After months of stagnation in the work of social and medical commissions, oncology patients and parents of children with autism have begun to receive decisions that they have been rejected for state assistance.
The decisions justify this position with the new Rulebook on detailed conditions for the realization of basic material benefits from social and child protection and medical indications for the realization of the right to material security, care and assistance allowances, personal disability allowance and compensation for half-time work.
Non-governmental organizations that represent the rights of the most seriously ill patients, as well as children with autism, warn that the problem is not solely in the individual assessment of the commission, but in the Rulebook, which, they say, "systematically eliminated the most vulnerable categories of patients."
They also point out that they are concerned about the fact that the commissions are not meeting, which, they claim, has prevented users from exercising their rights, "which has left them stranded."
From the Ministry of Social Welfare, Family Care and Demography, headed by Damir Gutic, say that children and people with autism are not disadvantaged, but they did not answer questions regarding oncology patients. They said that during 2025 they had meetings with parents of children on the autism spectrum, emphasizing that they believe that the new Regulation does not disadvantage them.

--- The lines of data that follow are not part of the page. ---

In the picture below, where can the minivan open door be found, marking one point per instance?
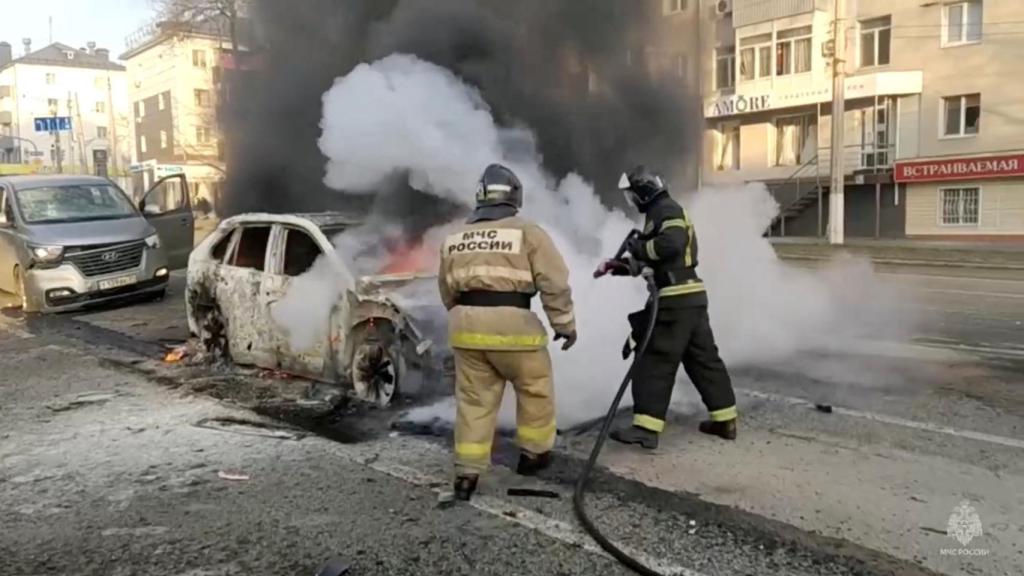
(168, 208)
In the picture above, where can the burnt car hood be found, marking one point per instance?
(88, 234)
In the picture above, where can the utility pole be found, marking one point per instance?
(837, 197)
(112, 118)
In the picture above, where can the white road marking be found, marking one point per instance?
(929, 426)
(552, 528)
(971, 292)
(989, 351)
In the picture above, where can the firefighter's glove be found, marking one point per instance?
(630, 266)
(635, 247)
(569, 339)
(611, 266)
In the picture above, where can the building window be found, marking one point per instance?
(725, 68)
(793, 51)
(727, 147)
(203, 98)
(876, 39)
(961, 206)
(755, 56)
(673, 6)
(796, 139)
(681, 65)
(203, 134)
(875, 135)
(962, 115)
(962, 23)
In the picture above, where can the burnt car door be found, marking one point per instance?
(239, 283)
(294, 253)
(167, 206)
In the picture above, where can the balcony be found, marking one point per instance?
(745, 12)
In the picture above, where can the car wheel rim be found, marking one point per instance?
(376, 375)
(19, 286)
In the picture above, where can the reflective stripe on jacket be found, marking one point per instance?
(505, 255)
(670, 248)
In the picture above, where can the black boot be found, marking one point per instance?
(636, 435)
(725, 429)
(465, 485)
(529, 464)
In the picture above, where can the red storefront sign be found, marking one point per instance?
(960, 169)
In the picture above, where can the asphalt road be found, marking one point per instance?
(103, 470)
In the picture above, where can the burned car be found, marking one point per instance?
(370, 345)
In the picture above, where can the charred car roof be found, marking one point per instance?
(320, 219)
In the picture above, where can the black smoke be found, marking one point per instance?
(579, 73)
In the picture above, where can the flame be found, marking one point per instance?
(407, 259)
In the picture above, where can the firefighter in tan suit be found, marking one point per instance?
(489, 271)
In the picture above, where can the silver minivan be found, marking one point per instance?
(71, 241)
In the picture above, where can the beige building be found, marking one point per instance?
(81, 85)
(932, 131)
(173, 74)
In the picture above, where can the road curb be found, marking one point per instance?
(907, 262)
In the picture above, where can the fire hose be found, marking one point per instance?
(579, 494)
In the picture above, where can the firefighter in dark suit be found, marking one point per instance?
(682, 333)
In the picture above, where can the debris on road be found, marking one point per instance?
(334, 567)
(530, 492)
(233, 476)
(251, 427)
(445, 500)
(81, 400)
(177, 354)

Gardašević: Institutional erasure of the most seriously ill
Director of the non-governmental organization (NGO) "Breathe" Maja Gardašević She told "Vijesti" that "the biggest problem is that the new Regulations have practically erased oncology patients from the medical indications for exercising their rights."

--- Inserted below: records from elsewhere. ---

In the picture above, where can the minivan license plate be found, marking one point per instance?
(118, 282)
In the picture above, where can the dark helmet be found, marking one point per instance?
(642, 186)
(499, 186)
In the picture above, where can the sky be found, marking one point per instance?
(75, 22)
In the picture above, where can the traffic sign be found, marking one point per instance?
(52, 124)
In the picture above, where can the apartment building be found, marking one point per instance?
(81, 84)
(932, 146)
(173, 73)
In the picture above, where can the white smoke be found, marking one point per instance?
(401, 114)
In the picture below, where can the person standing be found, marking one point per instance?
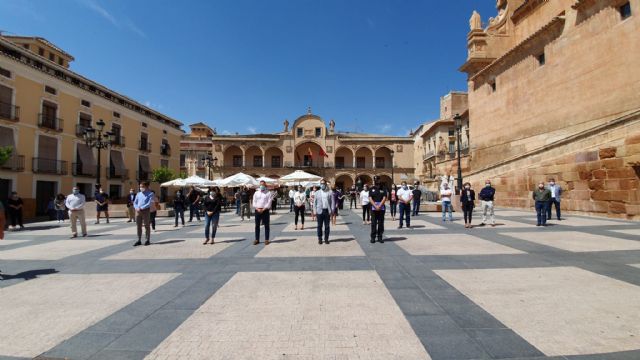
(541, 196)
(102, 204)
(377, 198)
(292, 194)
(366, 208)
(299, 201)
(467, 198)
(75, 203)
(153, 210)
(130, 211)
(179, 204)
(15, 205)
(405, 195)
(417, 196)
(238, 200)
(393, 201)
(556, 193)
(212, 206)
(244, 199)
(353, 197)
(60, 207)
(486, 196)
(194, 203)
(323, 204)
(445, 197)
(262, 205)
(142, 205)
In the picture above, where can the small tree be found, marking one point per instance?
(5, 154)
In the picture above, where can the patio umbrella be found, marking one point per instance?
(239, 179)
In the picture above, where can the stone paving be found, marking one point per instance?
(436, 291)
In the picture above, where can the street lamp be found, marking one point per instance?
(97, 138)
(211, 163)
(458, 122)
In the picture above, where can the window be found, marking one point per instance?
(5, 73)
(275, 161)
(50, 90)
(625, 10)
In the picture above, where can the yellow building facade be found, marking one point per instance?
(44, 110)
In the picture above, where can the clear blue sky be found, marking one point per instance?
(245, 66)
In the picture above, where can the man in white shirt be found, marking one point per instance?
(292, 194)
(445, 196)
(262, 205)
(299, 200)
(366, 209)
(323, 204)
(75, 203)
(405, 195)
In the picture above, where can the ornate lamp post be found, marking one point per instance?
(458, 122)
(96, 138)
(211, 164)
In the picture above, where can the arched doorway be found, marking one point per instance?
(273, 158)
(344, 158)
(344, 182)
(232, 157)
(307, 155)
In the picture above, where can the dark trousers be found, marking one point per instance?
(323, 222)
(211, 225)
(194, 209)
(394, 208)
(416, 206)
(366, 211)
(15, 216)
(549, 205)
(262, 219)
(541, 211)
(179, 213)
(467, 209)
(377, 224)
(299, 212)
(152, 219)
(405, 214)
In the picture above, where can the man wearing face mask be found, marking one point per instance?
(377, 198)
(261, 204)
(405, 195)
(130, 211)
(142, 205)
(486, 196)
(556, 193)
(75, 203)
(323, 203)
(541, 196)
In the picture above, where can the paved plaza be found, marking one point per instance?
(436, 291)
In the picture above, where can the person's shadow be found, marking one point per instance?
(28, 275)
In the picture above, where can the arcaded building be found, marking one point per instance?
(310, 144)
(553, 92)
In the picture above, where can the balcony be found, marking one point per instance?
(118, 141)
(49, 122)
(78, 169)
(111, 173)
(144, 145)
(49, 166)
(15, 163)
(142, 176)
(9, 112)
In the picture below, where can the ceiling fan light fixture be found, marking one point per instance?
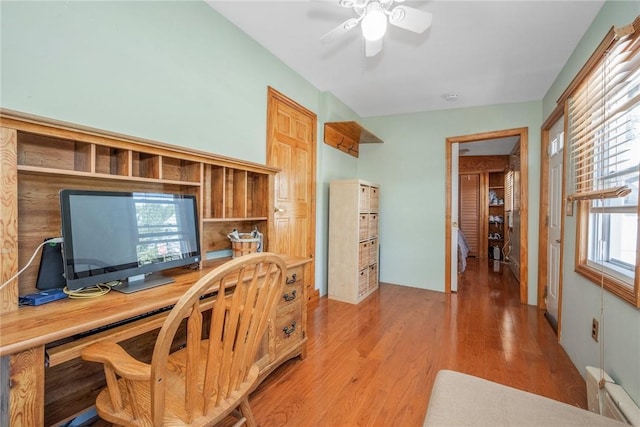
(374, 23)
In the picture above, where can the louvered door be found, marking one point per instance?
(469, 217)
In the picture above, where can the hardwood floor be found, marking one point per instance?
(373, 364)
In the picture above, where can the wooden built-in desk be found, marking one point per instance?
(28, 337)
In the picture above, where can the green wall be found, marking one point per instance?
(179, 73)
(173, 71)
(580, 297)
(411, 167)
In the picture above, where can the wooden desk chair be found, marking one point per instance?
(211, 377)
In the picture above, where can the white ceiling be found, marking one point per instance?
(486, 52)
(489, 147)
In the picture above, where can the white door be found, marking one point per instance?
(454, 217)
(556, 145)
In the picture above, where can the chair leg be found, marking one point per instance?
(245, 409)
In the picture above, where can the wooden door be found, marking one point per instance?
(291, 147)
(470, 210)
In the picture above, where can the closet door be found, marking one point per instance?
(469, 216)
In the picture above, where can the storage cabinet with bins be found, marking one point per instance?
(353, 240)
(38, 158)
(496, 217)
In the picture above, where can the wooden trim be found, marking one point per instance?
(524, 208)
(42, 125)
(595, 58)
(524, 215)
(26, 399)
(447, 218)
(8, 219)
(543, 218)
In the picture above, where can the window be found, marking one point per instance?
(604, 146)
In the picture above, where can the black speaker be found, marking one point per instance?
(51, 270)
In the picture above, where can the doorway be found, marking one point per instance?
(451, 229)
(550, 252)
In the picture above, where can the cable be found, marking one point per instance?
(89, 292)
(54, 240)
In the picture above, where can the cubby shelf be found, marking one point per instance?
(40, 157)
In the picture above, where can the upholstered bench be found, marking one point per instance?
(463, 400)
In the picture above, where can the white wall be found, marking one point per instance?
(581, 298)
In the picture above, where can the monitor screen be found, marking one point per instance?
(121, 236)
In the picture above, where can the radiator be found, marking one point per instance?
(611, 401)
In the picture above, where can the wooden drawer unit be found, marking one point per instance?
(373, 199)
(373, 276)
(363, 227)
(363, 254)
(293, 289)
(364, 198)
(373, 225)
(373, 251)
(289, 327)
(363, 282)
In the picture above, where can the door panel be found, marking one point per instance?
(291, 147)
(554, 226)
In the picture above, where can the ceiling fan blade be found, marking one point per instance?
(340, 30)
(372, 48)
(410, 19)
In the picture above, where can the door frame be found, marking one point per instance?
(543, 242)
(524, 201)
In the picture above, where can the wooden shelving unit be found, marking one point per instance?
(38, 158)
(347, 136)
(353, 240)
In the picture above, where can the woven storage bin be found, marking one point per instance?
(245, 245)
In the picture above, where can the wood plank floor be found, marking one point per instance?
(373, 364)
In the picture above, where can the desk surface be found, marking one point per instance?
(30, 327)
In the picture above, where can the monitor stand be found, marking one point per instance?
(141, 282)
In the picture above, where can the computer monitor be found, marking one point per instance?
(126, 236)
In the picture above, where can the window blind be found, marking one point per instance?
(604, 124)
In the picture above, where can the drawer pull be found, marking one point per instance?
(291, 297)
(288, 330)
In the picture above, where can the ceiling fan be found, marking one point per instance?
(373, 16)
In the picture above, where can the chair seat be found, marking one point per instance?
(174, 413)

"In the previous regulation, malignant neoplasms were clearly recognized, even in the terminal stages of the disease, while in the new document they are no longer recognized. This means that today a person undergoing chemotherapy cannot function independently, eat, maintain hygiene or get out of bed - they are no longer recognized by the system as a person who needs someone else's care and help," Gardašević said, adding that this is not a reform of the system, but an institutional erasure of the most seriously ill people.
They point out that they are particularly concerned that doctors on the committees claim that they are "bound" by the new Regulations, and that in the case of oncology patients "they practically have to give negative opinions, because cancers are no longer clearly stated as a basis for exercising rights."
"The most dangerous thing is that real human lives are hidden behind administrative formulations. A rejection is a piece of paper for the state, but for the patient's family it means the inability to pay for care, therapy, transportation, or basic living conditions. When the state deletes malignant diseases from the regulations, then the problem is not just the administration, the problem becomes the policy of relations towards seriously ill people."
Gardašević also told "Vijesti" that they have contacted the relevant social sector several times and through various initiatives. She claims that they have also submitted specific examples of patients, medical documentation, and family experiences to the relevant ministry, emphasizing that they have also warned that the Regulation will lead to the rejection of oncology patients.
"Unfortunately, instead of a substantive discussion and appreciation of the problem, we have the impression that the warnings have been ignored. Institutions must not skimp on the most seriously ill citizens. If the state skimps by removing oncology patients from the right to other people's care and assistance, then we must openly say that this is the wrong and dangerous direction of social policy," she said, adding that there was no substantive response or reaction.
Laković: Savings on the most vulnerable
He also believes that the decisions of the commission for the allocation of other people's care and assistance also affect another vulnerable category of society - children and people with autism. Goran Laković in front of the NGO "You Are Not Alone".
"There are many cases of children with autism who were previously denied personal disability benefits. Most of them only received these rights at second-instance commissions or after court rulings. What has particularly concerned us recently is the lack of sessions of these commissions, which has prevented beneficiaries from exercising their rights, which has left them stranded. Although we have statements from the minister that no one will be denied their rights, the reality is that some people have been waiting for their rights for more than 10 months, so we wonder whether the minister, in addition to the law, will also grant a time machine to make up for that lost time," said Laković.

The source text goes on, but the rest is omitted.